Small Map-Reduce system for log processing.
The current project is an extremely simple implementation of a local system to process log files. It is strongly based on Map-Reduce primitives, but does not implement all of its properties.
The project is composed of 3 main packages simulating a Map-reduce distributed architecture:
-
dfs The DFS package simulate a distributed file system and provide to the users an transparent interface for interacting with files and folders.
-
master The master package contains the classes that deals with the nodes services and jobs submissions, orchestrating jobs to idle nodes and its steps. MasterService provides an simple interface for starting the Map-Reduce engine.
-
node The node package provides the interface for the implementation of the user Map-Reduce process, it comes with the basic map and reduce methods, called by a master service and some auxiliaries isIdle and shuffle.

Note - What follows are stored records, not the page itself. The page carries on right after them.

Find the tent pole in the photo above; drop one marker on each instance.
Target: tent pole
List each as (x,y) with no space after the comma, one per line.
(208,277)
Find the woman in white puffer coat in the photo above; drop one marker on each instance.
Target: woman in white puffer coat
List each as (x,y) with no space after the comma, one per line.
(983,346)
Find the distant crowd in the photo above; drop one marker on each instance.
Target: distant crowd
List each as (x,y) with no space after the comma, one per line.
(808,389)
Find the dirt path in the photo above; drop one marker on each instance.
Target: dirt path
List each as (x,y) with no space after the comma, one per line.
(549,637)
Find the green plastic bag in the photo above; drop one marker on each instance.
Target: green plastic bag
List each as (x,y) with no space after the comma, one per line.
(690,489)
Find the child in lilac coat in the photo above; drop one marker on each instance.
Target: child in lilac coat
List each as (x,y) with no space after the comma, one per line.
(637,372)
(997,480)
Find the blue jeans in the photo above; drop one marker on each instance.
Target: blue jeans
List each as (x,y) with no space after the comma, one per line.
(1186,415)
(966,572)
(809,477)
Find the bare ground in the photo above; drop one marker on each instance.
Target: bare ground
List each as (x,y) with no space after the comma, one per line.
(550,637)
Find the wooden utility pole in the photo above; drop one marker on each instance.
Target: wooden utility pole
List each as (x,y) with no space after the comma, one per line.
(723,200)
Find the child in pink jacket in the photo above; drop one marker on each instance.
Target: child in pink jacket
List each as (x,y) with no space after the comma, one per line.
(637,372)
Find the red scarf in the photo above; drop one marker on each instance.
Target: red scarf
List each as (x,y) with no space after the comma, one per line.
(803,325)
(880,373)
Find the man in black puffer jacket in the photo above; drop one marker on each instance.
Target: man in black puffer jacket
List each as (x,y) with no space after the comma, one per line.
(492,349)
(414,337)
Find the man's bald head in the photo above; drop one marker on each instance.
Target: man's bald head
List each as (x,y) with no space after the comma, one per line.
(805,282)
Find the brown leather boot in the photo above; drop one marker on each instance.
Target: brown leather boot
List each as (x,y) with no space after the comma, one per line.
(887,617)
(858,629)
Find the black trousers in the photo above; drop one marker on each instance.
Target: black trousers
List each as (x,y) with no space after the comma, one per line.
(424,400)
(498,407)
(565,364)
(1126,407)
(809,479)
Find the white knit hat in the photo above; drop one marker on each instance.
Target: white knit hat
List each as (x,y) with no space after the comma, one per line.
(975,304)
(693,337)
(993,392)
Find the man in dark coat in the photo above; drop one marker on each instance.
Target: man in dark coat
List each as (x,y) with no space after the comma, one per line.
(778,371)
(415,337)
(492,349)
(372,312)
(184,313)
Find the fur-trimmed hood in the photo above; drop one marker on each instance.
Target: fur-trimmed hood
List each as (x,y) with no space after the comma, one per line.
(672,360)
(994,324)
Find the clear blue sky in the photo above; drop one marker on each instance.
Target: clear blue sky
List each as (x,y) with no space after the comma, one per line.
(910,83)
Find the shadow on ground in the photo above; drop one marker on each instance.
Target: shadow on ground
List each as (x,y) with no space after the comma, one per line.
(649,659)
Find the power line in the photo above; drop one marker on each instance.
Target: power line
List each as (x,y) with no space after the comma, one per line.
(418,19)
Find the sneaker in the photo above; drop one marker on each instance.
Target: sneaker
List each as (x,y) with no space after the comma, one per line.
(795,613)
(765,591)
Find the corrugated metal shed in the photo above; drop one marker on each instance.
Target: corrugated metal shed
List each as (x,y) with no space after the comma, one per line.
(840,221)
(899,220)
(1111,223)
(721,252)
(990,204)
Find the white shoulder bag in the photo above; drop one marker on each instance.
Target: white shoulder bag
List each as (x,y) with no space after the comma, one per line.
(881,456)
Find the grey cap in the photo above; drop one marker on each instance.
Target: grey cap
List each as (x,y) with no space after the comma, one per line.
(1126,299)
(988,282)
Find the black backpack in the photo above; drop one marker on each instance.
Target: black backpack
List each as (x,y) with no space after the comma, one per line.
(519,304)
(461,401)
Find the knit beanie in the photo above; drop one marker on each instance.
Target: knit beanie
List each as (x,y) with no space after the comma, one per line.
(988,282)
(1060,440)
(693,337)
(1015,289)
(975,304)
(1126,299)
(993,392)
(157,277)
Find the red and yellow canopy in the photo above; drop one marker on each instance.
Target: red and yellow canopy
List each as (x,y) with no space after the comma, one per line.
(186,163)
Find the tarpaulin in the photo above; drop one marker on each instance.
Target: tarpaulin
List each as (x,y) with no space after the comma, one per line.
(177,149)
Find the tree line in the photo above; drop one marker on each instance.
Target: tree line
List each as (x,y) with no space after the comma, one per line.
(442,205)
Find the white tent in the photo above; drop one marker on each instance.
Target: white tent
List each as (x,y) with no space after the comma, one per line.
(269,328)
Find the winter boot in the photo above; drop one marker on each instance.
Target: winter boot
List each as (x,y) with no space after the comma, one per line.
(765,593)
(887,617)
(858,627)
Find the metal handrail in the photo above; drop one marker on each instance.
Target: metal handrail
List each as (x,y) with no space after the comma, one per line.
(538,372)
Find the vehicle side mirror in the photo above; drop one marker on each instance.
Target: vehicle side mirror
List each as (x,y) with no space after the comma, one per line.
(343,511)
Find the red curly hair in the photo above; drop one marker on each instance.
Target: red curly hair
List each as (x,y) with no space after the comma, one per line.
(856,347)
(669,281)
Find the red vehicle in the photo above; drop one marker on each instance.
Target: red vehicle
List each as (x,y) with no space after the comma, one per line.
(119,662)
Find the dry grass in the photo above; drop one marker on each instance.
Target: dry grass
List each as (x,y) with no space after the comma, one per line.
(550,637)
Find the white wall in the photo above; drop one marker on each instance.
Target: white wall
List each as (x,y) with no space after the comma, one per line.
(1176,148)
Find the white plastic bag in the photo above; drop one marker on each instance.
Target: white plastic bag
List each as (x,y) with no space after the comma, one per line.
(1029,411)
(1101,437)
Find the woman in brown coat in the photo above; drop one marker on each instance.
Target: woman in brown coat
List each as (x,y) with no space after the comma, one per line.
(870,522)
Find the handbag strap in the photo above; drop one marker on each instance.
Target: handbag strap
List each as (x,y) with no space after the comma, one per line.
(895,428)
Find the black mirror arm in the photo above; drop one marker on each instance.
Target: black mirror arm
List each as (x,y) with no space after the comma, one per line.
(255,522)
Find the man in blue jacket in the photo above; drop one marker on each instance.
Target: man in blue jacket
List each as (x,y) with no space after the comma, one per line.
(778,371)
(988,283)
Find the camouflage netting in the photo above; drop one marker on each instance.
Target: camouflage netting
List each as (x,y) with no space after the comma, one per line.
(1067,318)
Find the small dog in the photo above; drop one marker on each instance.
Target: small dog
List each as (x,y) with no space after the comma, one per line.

- I assumed that the system is data bounded, i.e. any single log file can fit in memory, so there is no splitting process implemented.
- The process starts from a environment class, where the DFS, Master and Node services are configured and the jobs submitted.
- Disk space is not a problem, during the process some temporary files are created for buffering propose, as woudn't be possible to load all data in memory.
In order to setup as an Eclipse project and download its dependencies, issue the comands under the project's directory:
$ mvn eclipse:eclipse
Open Eclipse, select File > Import...
and Choose Existing Projects into Workspace
.
Browse the project's directory, select all the sub-projects and finish.
Setup your environment as the example in StartEnv.java and run your process.